Anything that reduces the need for supply convoys would be a big security improvement. Unfortunately this would not help our forces in the deserts of Afghanistan, since there are no seaports to dock the ships. Now if they could make a reactor small enough to be transported by Chinook helicopters (maybe in several pieces), this could be a great way to set up fuel and power outposts at our ground bases.
The Army already tried that. After the disaster at SL-1 (Idaho Falls) in 1961, it was decided that the Army couldn't operate reactors. Thanks to that disaster, we now have single rod subcritical withdrawl criteria.
Honestly, nuclear power is the answer. The Toshiba 4S is a good choice.
Well duh on the Army, their only good at shooting. It's the Navy with the brains to operate the nuke reactors.
Do it ! Good idea using existing certified plants with minimal implementation time. Next challenge please.

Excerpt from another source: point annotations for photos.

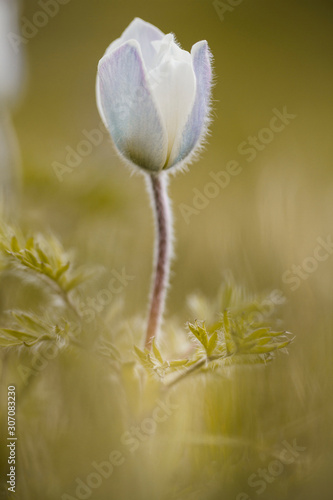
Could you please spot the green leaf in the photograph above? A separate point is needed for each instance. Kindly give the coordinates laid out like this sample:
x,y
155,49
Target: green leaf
x,y
157,352
200,333
22,336
14,245
4,342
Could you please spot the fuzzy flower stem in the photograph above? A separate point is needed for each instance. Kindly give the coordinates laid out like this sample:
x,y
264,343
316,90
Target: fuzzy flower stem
x,y
163,253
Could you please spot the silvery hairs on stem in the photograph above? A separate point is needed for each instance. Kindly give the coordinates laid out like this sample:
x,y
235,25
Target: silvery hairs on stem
x,y
154,98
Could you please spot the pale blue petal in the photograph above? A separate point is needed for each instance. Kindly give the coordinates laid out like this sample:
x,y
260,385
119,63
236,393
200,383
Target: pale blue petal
x,y
144,33
196,125
129,109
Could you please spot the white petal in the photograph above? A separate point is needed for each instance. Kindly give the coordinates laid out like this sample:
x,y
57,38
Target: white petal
x,y
129,109
196,126
174,87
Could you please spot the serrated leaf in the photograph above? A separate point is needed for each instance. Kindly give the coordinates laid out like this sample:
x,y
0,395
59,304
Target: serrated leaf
x,y
43,257
200,333
145,359
269,348
178,362
30,243
256,334
22,336
14,244
29,256
62,270
4,342
157,352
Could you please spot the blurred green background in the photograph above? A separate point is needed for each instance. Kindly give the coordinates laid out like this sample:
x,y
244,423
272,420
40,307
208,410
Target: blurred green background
x,y
267,54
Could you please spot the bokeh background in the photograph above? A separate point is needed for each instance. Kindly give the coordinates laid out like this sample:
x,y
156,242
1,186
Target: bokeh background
x,y
267,54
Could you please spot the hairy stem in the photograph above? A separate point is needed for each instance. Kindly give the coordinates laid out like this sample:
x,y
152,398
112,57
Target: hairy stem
x,y
163,252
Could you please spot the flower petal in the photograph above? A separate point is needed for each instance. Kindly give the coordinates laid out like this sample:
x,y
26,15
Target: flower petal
x,y
196,126
142,32
129,110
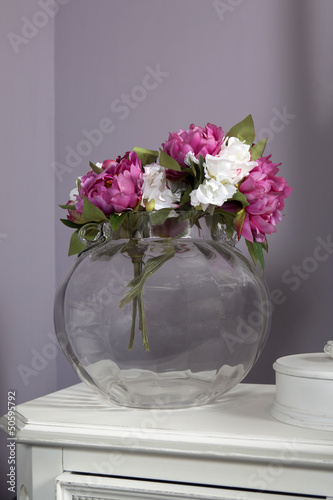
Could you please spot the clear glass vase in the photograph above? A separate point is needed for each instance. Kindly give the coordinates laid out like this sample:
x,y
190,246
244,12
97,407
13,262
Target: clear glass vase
x,y
162,315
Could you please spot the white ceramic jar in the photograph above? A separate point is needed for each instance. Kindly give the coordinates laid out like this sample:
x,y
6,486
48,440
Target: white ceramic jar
x,y
304,390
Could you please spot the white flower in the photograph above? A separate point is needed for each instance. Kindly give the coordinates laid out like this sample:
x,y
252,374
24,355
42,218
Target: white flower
x,y
232,164
212,192
157,189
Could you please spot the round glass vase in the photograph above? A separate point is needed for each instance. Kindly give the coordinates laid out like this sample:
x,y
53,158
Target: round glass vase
x,y
161,315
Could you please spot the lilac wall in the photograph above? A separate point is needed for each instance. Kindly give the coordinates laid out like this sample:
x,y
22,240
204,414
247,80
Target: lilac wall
x,y
27,206
217,62
271,58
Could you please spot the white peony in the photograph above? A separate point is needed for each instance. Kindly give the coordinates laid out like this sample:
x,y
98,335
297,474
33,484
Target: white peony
x,y
156,189
212,192
232,164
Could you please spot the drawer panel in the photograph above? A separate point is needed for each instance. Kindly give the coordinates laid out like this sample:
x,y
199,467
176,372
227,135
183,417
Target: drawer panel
x,y
89,487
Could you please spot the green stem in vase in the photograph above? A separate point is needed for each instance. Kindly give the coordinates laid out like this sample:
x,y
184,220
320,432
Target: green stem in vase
x,y
134,308
142,323
135,294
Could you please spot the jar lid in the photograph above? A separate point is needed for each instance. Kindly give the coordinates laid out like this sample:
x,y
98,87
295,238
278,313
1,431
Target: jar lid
x,y
309,365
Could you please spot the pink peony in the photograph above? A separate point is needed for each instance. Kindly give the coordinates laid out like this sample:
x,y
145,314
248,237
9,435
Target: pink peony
x,y
266,194
117,188
199,140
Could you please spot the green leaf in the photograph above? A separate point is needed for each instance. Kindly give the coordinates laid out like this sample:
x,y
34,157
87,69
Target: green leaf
x,y
168,162
91,213
258,149
146,155
71,224
186,196
252,251
67,207
95,168
238,196
116,220
75,245
160,216
244,130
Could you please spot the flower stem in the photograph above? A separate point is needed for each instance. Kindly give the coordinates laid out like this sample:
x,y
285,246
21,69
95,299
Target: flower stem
x,y
134,308
142,322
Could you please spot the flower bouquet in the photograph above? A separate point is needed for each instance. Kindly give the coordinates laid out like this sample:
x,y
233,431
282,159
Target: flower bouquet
x,y
195,173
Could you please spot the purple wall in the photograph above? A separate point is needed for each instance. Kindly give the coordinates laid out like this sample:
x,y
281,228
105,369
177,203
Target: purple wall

Mobil power plants and destroyers fitted with chemical lasers equals mobile missile defense.
"Perhaps the biggest technical challenge is creating such small nuclear reactors in the first place."
Are you kidding? The Army, Air Force and Navy all had functioning small reactors like this prior to the Vietnam war. That "technical challenge" was solved more than half a century ago.
The science is here and now check out what babcock and wilcox is already doing. Go to Babcock.com then products and modular nuclear .. They are already making and marketing this technology!
I think this is a great idea, only we need more supplies for the reactors. Seawater, maybe?
If this works, I'd love to see commercial jets powered this way. Less fossil fuel use. :-)
Pebble-bed reactors would be the most logical choice so there is no catastrophic "melt down" problems like with other reactor designs.
STUPID IDEA, ANYTHING BUT GREEN IDEA.
When you take uranium mining and processing, plant de-commissioning and spent fuel nuclear is not only dirty but the most dangerous of all the power generation methods.
No one has built any of the small modular reactors. Who knows what problems they will present. Small reactors also lose what's known as economies of scale. The smaller they are, the more they cost per output unit. Just plop one in at a remote location? Only with site preparation and sufficient cooling water.
I'm sure terrorist organizations would love the opportunity to get their hands one one---and it's plutonium containing fuel.